In November, 4.5 million U.S. workers quit their jobs, with 1 million of them leaving work in the hospitality sector, according to the U.S. Bureau of Labor Statistics. The rate of attrition among restaurant and hotel workers at the end of 2021 was more than double the average rate across industries (6.9% compared to 3%).

That difference could be attributed to lower wages within the restaurant industry. It can also be explained by burnout.

After 12 years working in restaurants, primarily as a bartender, Chottip Nimla-or left the industry in January for a fresh start teaching yoga. The 30-year-old had relocated from New York to Colorado with her partner, who is a chef. And while they both found restaurant jobs upon moving, Nimlaor started planning for a larger transition.

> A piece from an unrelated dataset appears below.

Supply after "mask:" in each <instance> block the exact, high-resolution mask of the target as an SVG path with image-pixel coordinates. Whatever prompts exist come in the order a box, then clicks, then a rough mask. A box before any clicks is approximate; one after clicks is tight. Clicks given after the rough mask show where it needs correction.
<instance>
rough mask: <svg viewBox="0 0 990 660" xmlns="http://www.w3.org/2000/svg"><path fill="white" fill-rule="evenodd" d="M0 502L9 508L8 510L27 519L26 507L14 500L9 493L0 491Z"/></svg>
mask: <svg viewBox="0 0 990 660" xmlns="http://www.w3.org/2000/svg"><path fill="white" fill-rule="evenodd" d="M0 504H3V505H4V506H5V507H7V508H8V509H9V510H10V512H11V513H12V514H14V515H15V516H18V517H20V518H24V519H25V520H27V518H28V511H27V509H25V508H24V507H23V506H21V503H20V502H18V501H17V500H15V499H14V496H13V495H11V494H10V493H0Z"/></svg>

“I’m not old by any means, but I was getting older, and I realized how valuable my time was,” she said of her outlook on work soon after the pandemic began. “I was working close to 60- or 70-hour weeks as non-management, and that was just normal. The gap between my health and my career started to become bigger and bigger.”

While taking forced time off during the 2020 shutdown, “I had this time to relax, actually relax, get a full night of sleep, eat three meals, go to the bathroom when I needed to go… it sounds crazy now,” Nimla-or recalls.

Now she sees how a culture built entirely around work and money “can be really harmful.”

“I’ve definitely modeled a lot of my life up until now on salary,” Nimla-or said. “But the scales are balanced for me now… My mental health is in a much better place, by hundreds of percentages. And I feel like my wealth has changed. I feel affluent and successful despite not having boatloads of money.”

It’s a balance some will find within the restaurant industry, while others will look elsewhere.

As he closed up the Snug last week, McLoughlin wondered when the cost of going out to eat would adjust, or whether dining out for Americans would become a special treat rather than a near-daily habit.

In the meantime, he gave away the kitchen’s remaining food to friends still in business and tidied up 18 years of accumulated stuff to leave the restaurant “spick and span” for his landlord.

“That’s the great thing about America,” McLoughlin said. “Somebody will see this space and say it’s a great space. And I just need to leave it clean for them.”